Sarah - posted on 01/17/2012




Labels don't necessarily have to be a bad thing. They can be a requirement to get your child the help he needs so that he can not just survive, but thrive. Even before I read 1/2 your post, I was thinking it sounded a lot like autism. I would see your doc, get a referral to a psychiatrist and see what he/she thinks. If it is, take it from there, learn what resources are out there to help your child. (I know this is going to sound like a cliche') But, remember, we're all different, whether we're black, white, tall, short, thin, fat, autistic, or not autistic. It doesn't make us any more or less than anyone else, just different.

Firebird - posted on 01/14/2012




"i my self have no knowledge about autism apart from what u see in films and if u look at my son he doesn't look like he has autism"

Autism has no "look". You can never look at a child and see that they have Autism. There are no physical traits. Many of the behaviours your son is expressing do sound a lot like Autism. However there are a few things that have similar traits as Autism. Maybe you've left something out, but what you have described doesn't sound like ADHD to me.

My daughter is Autistic. She was nearly 5 when she got her dx and that word hasn't changed a thing about our lives. She was different from other kids before her diagnosis, she always needed help in certain areas and I always did whatever could be done to help her. That didn't change. All that changed was that after we got her dx a whole new world of therapies opened up to us, and it was easier to get funding for her interventions.

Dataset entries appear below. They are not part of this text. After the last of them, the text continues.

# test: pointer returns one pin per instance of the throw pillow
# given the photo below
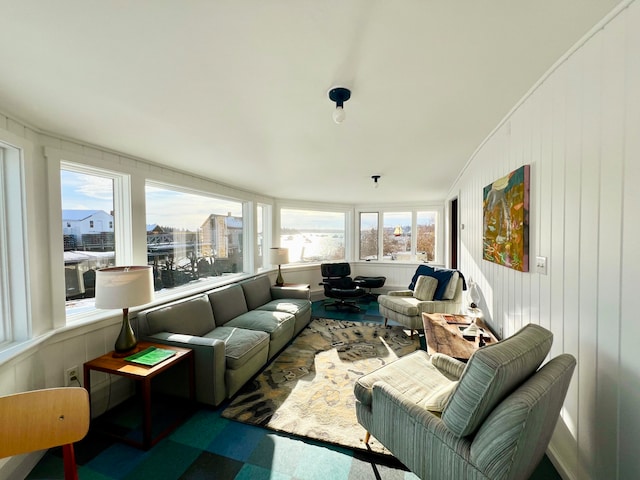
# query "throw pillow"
(439, 398)
(425, 288)
(444, 276)
(421, 270)
(450, 291)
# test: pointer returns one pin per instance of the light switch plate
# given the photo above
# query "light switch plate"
(541, 265)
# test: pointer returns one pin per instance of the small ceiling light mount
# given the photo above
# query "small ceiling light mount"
(339, 95)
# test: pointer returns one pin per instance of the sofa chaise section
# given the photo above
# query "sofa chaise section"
(225, 357)
(234, 331)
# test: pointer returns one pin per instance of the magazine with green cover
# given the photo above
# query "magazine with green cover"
(151, 356)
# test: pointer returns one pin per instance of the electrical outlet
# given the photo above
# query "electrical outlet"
(541, 265)
(71, 376)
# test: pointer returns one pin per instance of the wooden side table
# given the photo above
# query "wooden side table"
(443, 334)
(142, 374)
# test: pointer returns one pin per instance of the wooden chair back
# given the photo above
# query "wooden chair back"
(43, 419)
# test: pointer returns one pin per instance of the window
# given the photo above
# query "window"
(88, 235)
(312, 236)
(410, 235)
(396, 235)
(426, 235)
(369, 236)
(191, 236)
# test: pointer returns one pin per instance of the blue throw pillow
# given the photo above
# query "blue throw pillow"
(443, 275)
(421, 270)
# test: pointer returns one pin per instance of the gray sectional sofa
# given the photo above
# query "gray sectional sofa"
(233, 330)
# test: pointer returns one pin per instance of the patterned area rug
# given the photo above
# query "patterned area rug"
(308, 389)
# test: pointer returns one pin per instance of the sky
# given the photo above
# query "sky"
(164, 207)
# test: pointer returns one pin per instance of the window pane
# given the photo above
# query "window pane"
(426, 241)
(260, 211)
(396, 240)
(88, 233)
(312, 236)
(191, 236)
(369, 236)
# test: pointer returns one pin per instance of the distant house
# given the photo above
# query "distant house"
(221, 236)
(87, 230)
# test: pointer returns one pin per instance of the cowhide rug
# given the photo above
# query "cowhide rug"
(308, 389)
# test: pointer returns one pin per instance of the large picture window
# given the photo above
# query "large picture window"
(369, 235)
(312, 236)
(410, 235)
(191, 236)
(87, 228)
(396, 238)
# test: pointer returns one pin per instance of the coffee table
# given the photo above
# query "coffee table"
(116, 365)
(443, 334)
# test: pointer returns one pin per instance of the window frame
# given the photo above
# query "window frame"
(314, 207)
(15, 298)
(439, 249)
(121, 218)
(248, 262)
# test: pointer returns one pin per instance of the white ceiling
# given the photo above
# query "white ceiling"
(237, 90)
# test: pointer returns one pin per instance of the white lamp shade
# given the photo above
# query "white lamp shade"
(279, 256)
(124, 287)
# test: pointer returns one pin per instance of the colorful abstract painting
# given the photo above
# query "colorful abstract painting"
(506, 220)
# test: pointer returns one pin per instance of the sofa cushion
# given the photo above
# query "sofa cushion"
(192, 317)
(438, 398)
(401, 374)
(240, 345)
(279, 325)
(425, 288)
(227, 303)
(407, 306)
(257, 291)
(262, 320)
(293, 306)
(492, 373)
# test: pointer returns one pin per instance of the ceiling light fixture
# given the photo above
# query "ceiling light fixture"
(339, 95)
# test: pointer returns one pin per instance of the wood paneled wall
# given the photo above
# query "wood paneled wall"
(579, 129)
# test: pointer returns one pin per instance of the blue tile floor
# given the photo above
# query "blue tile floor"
(208, 446)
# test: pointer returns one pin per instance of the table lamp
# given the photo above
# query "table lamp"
(124, 287)
(279, 256)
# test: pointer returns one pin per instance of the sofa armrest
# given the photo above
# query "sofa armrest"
(210, 363)
(401, 293)
(448, 365)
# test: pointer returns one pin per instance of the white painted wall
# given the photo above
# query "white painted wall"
(579, 129)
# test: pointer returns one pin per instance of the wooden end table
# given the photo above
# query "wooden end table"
(443, 334)
(116, 365)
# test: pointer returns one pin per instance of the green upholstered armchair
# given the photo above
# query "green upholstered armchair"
(432, 290)
(491, 418)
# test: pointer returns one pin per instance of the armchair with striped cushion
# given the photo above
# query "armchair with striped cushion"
(489, 419)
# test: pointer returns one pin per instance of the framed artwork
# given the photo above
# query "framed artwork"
(505, 209)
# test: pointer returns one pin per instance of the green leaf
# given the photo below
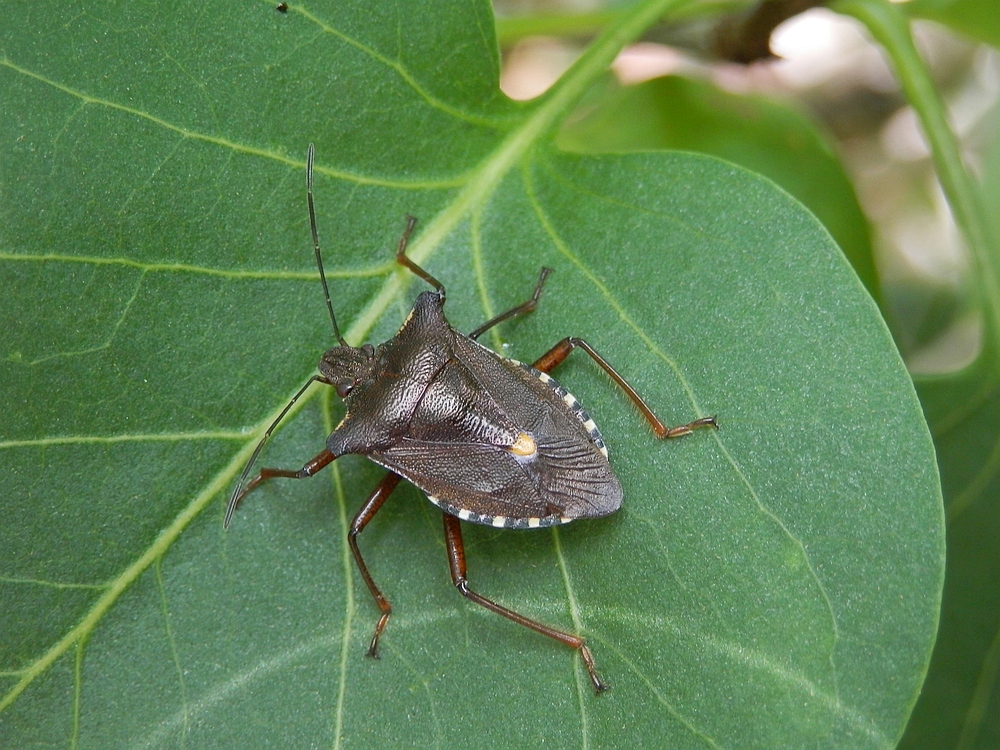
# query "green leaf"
(755, 132)
(959, 704)
(772, 584)
(976, 19)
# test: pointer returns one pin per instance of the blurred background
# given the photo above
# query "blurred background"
(822, 115)
(804, 96)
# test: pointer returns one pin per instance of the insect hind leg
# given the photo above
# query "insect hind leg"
(554, 356)
(456, 560)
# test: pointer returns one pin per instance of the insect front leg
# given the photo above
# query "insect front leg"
(554, 356)
(456, 561)
(371, 506)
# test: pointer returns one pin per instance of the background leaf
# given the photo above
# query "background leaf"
(756, 132)
(160, 301)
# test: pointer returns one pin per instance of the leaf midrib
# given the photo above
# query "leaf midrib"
(478, 187)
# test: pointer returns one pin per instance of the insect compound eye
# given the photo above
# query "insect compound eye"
(344, 387)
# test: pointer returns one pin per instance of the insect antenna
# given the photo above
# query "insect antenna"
(319, 258)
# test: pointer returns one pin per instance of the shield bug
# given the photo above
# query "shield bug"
(488, 439)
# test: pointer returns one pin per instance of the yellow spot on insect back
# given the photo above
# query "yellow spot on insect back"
(524, 445)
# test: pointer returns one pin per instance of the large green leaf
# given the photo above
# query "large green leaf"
(772, 584)
(960, 705)
(756, 132)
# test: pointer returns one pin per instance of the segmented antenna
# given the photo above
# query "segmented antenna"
(241, 486)
(319, 258)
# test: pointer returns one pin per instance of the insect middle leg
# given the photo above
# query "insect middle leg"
(524, 307)
(456, 560)
(554, 356)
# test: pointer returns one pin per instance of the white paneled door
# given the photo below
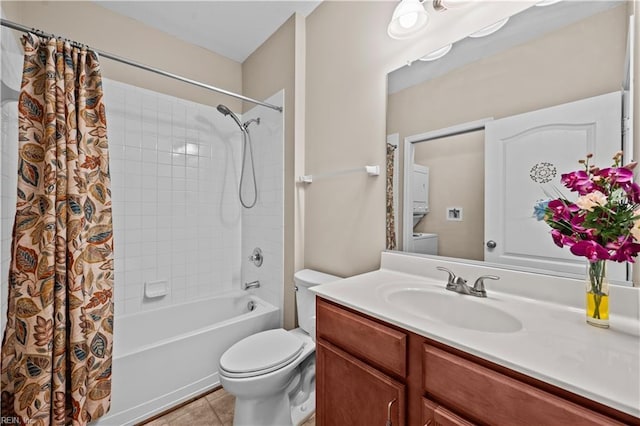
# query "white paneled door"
(525, 155)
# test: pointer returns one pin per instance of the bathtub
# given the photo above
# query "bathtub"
(168, 355)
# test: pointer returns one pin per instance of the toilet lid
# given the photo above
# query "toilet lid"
(261, 353)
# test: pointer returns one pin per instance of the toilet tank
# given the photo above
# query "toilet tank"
(306, 300)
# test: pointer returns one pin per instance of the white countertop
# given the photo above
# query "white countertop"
(555, 344)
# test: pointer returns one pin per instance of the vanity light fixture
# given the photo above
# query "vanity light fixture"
(409, 18)
(490, 29)
(547, 2)
(436, 54)
(441, 5)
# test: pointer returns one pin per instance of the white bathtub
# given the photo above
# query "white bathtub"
(165, 356)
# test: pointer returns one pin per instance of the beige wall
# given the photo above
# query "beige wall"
(125, 37)
(348, 57)
(266, 71)
(456, 179)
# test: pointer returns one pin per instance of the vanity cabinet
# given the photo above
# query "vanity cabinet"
(365, 366)
(360, 369)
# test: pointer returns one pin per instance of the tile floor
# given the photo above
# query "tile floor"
(213, 409)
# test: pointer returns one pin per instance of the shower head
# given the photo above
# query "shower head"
(226, 111)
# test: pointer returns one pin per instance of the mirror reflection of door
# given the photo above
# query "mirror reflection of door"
(526, 155)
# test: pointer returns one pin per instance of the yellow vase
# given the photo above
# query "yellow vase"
(597, 299)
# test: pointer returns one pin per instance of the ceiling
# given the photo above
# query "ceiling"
(234, 28)
(528, 24)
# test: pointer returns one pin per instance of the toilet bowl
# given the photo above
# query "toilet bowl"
(272, 373)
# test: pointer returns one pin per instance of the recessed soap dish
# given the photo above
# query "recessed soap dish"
(155, 289)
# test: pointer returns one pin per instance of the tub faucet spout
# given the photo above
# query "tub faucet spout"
(252, 284)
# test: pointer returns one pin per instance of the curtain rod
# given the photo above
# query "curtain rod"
(25, 29)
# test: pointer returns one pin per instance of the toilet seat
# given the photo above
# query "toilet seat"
(260, 353)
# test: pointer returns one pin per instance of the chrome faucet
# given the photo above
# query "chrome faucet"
(252, 284)
(459, 284)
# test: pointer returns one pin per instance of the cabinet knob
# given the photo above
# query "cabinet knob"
(388, 423)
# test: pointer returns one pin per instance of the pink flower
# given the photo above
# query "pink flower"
(578, 182)
(616, 174)
(591, 200)
(624, 250)
(591, 250)
(561, 240)
(562, 209)
(633, 191)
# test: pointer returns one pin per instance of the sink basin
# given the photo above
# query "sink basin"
(452, 308)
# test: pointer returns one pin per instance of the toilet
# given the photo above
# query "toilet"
(272, 373)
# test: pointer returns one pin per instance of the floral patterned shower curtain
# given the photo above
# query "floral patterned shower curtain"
(56, 351)
(391, 227)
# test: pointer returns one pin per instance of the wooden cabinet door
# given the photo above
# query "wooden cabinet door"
(350, 392)
(436, 415)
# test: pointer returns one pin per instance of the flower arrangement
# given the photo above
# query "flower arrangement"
(602, 224)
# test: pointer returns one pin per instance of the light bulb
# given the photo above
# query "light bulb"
(408, 20)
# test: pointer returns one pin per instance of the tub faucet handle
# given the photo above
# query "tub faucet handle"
(256, 257)
(252, 284)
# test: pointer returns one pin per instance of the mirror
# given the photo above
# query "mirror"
(542, 57)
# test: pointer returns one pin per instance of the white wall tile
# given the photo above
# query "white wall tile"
(175, 168)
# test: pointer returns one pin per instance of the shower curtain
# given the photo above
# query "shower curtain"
(56, 350)
(391, 227)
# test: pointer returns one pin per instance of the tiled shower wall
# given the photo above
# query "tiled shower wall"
(175, 168)
(175, 212)
(263, 225)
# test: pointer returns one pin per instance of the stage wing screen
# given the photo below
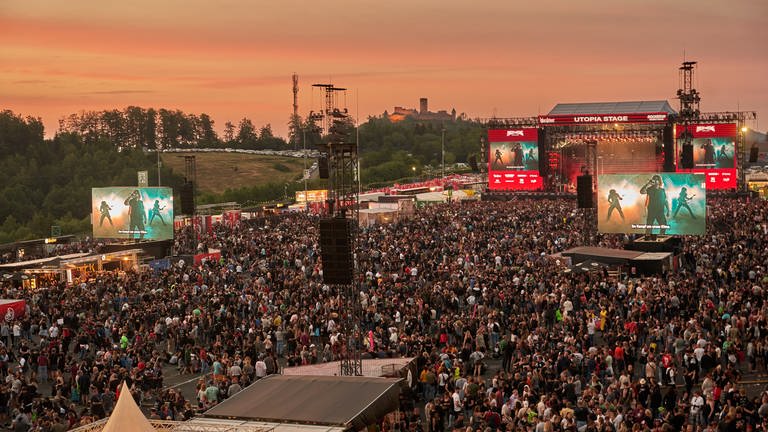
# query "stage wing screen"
(654, 203)
(513, 159)
(132, 213)
(714, 153)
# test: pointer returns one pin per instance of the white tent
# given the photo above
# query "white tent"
(127, 417)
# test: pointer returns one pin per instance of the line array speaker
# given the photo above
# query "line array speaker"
(584, 191)
(336, 250)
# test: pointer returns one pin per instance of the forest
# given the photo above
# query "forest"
(47, 182)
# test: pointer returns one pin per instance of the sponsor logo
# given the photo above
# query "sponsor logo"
(705, 128)
(600, 119)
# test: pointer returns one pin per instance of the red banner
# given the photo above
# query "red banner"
(213, 256)
(576, 119)
(513, 159)
(714, 153)
(12, 309)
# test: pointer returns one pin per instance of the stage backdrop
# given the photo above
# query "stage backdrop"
(653, 203)
(132, 213)
(714, 153)
(513, 159)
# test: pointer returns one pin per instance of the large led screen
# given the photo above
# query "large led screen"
(132, 213)
(513, 159)
(714, 153)
(654, 203)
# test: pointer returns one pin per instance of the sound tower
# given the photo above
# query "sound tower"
(322, 165)
(668, 140)
(187, 194)
(584, 191)
(543, 156)
(686, 156)
(336, 250)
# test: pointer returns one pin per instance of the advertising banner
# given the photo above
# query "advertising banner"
(132, 213)
(319, 195)
(653, 203)
(714, 153)
(577, 119)
(513, 159)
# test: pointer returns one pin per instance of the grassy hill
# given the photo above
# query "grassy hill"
(217, 172)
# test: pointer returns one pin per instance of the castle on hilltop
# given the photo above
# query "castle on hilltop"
(423, 113)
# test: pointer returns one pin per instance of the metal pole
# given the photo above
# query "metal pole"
(442, 146)
(304, 143)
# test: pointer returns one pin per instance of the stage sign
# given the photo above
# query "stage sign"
(714, 153)
(132, 213)
(319, 195)
(577, 119)
(513, 159)
(653, 203)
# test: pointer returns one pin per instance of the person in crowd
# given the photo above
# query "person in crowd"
(455, 286)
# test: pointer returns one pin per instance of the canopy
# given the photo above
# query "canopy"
(636, 107)
(350, 402)
(127, 417)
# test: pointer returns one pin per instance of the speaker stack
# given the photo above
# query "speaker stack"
(336, 250)
(187, 198)
(584, 192)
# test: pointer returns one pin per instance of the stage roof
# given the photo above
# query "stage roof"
(349, 402)
(638, 107)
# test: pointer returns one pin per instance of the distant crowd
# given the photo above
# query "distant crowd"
(460, 287)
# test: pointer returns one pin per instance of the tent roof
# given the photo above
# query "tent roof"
(637, 107)
(350, 402)
(127, 417)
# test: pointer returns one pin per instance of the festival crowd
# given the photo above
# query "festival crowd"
(460, 287)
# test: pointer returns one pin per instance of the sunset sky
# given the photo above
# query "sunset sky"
(234, 58)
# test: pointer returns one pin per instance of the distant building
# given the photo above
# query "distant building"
(423, 113)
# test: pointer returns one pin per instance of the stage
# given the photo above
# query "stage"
(627, 260)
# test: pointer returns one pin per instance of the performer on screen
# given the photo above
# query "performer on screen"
(530, 160)
(104, 209)
(136, 215)
(722, 156)
(682, 202)
(517, 155)
(156, 212)
(709, 153)
(613, 200)
(498, 158)
(658, 206)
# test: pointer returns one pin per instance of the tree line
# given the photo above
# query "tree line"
(152, 129)
(47, 182)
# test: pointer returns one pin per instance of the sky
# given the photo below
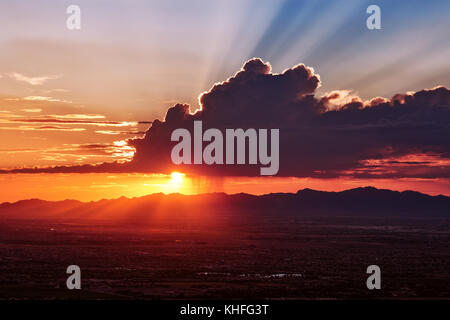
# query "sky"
(70, 97)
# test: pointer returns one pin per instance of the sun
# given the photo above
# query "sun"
(177, 178)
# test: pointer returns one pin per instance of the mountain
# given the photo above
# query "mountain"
(367, 201)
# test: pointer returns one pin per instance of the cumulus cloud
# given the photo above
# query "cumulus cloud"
(337, 134)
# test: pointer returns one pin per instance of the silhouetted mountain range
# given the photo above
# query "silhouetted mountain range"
(366, 201)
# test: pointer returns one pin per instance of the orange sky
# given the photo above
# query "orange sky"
(97, 186)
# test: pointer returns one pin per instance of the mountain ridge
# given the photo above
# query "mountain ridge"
(357, 201)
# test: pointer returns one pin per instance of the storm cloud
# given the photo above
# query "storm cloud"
(329, 136)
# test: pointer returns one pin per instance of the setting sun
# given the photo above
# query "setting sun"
(177, 178)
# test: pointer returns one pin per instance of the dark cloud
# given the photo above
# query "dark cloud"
(319, 136)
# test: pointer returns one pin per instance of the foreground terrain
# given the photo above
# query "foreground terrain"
(224, 253)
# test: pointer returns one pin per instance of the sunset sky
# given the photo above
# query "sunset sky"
(75, 97)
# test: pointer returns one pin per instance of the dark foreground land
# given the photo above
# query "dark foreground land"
(271, 257)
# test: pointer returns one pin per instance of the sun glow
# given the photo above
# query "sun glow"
(176, 178)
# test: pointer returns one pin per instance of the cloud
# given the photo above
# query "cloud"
(334, 135)
(77, 121)
(34, 81)
(31, 110)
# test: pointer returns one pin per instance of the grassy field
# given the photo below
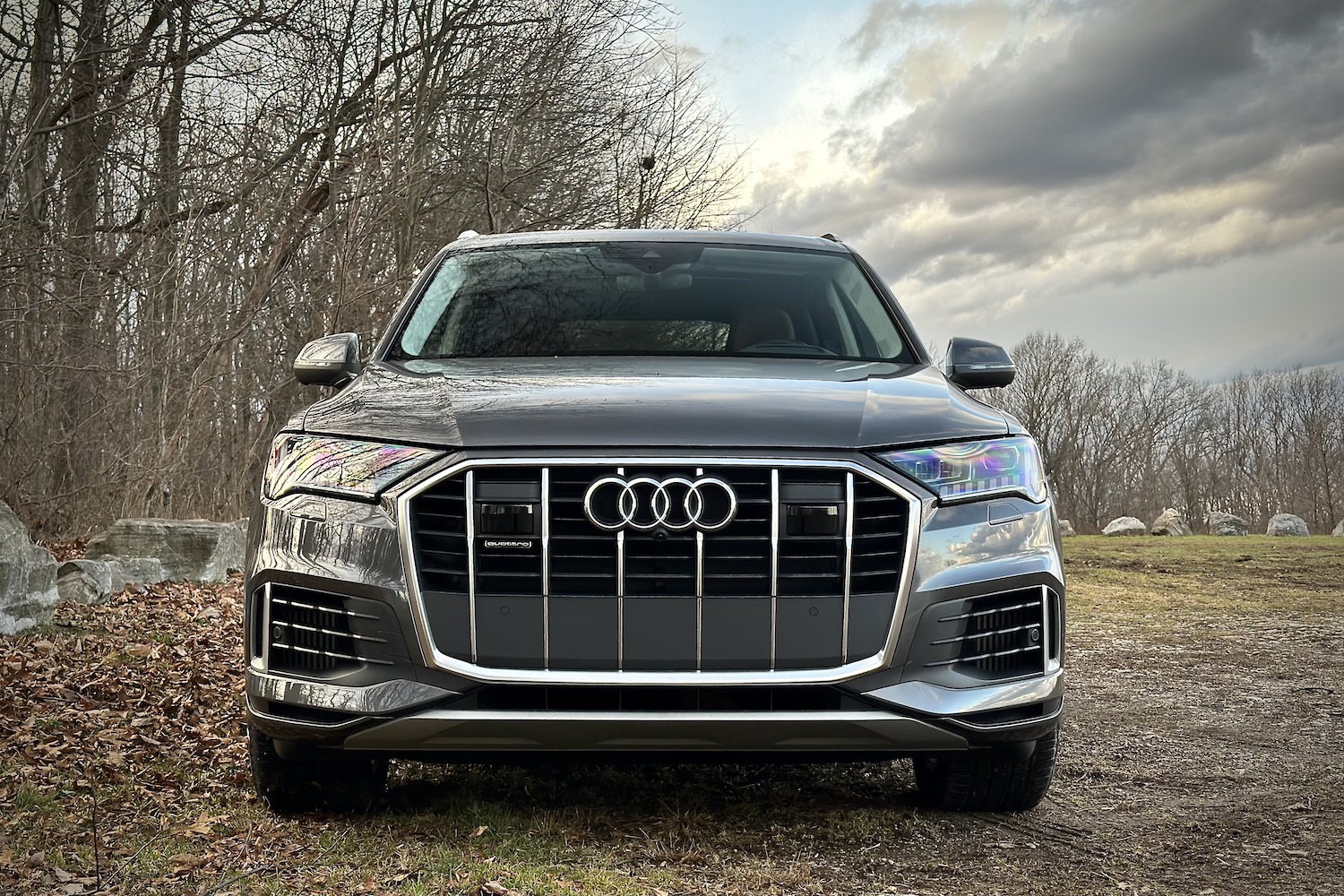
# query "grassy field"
(1203, 751)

If you weren't afraid of him having ADHD, there's no reason to be afraid of him having Autism. He's not going to become a different person overnight because of it. However *if* it is Autism you're dealing with, you'll be able to learn more about the disorder, about why your son acts the way he does, and you can learn different methods of dealing with his behaviours.

If he is assessed for Autism, there will be a series of tests, mainly to check his development, and see if he has any sensory issues. There will also be some lovely paperwork for you to fill out. It is important for you to be as honest as you can be, so your son gets the proper diagnosis. The psychologist(s) will give you the results. I got my daughter's the same day as her assessment. Good luck, and if you have any questions feel free to send me a PM.

User - posted on 01/14/2012




My youngest step-daughter is 11 and was diagnoed with ADHD about three years ago. She has trouble staying focused and still and quiet but not any of the things you're describing as going on with your son so it sounds very possible that it could be something else. I would do whatever it takes to find out what it could be instead, whether it involves going to the school psychologist or some other kind of specialist outside the school. I don't know if you're open to the idea of medication either but it has helped my step-daughter out TONS. Once they figure out more of what it could possibly be, they would have a better idea of something to put him on. Good luck. I have a 2 year old son of my own and nobody wants to see their kids labelled but unfortunately sometimes in order to get the help they might need, they do need some kind of diagnosis or something that someone could see as a possible "label." I also work in two public school districts and they are great with handling this sort of thing.